The mission became the differentiator. Consumers took a bite and tasted cocoa — but also purpose.

The boom

  • In the Netherlands, Tony's quickly became the market leader.
  • In 2015, it landed in the US and is already on the shelves of Whole Foods, Target, and Walmart.
  • Today, the brand has a global presence, growing above the industry average.
  • In 2023 alone, sales rose 23%, reaching US$ 162 million in revenue.
  • The best-selling flavor? Caramel sea salt — now a cult icon.

And it's not just chocolate bars: they created an arm called Tony's Open Chain, which allows other brands to purchase traceable, fairly sourced cocoa. Guess who already joined? Ben & Jerry's, the purpose-driven ice cream giant.

In other words: the protest became a product, which became a brand, which became a movement, which now influences even major competitors.

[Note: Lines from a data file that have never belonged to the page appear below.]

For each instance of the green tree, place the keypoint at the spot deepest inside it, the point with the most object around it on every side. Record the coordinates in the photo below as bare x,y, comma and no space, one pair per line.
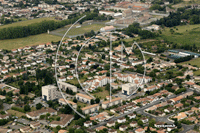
38,106
27,108
140,123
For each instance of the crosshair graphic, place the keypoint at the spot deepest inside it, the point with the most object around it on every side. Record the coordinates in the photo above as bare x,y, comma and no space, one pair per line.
110,54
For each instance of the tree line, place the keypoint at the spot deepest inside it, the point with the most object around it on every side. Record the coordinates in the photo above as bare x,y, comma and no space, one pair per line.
174,19
42,27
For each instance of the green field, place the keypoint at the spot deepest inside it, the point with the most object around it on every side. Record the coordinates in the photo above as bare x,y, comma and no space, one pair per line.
28,41
26,22
186,34
82,29
186,3
193,62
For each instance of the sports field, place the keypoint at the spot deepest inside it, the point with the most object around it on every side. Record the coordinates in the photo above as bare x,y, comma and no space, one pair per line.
186,34
28,41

  • Big problem = enormous opportunityTony's looked at the industry's biggest taboo and turned it into a differentiator. What is the pain point everyone in your sector sweeps under the rug? That might be where your gold mine is hiding.
  • Purpose isn't a pretty speech — it's a market strategyIt's not about having a catchy tagline on your website. It's about giving customers a genuine reason to pay more, come back, and refer others. If your brand doesn't have a "why" that makes eyes light up, you're losing ground.
  • Design is also a messageA lopsided bar speaks louder than a thousand campaigns. The shape, the packaging, the experience — all of it can carry your brand's manifesto. What about your product could already be telling your story, even in silence?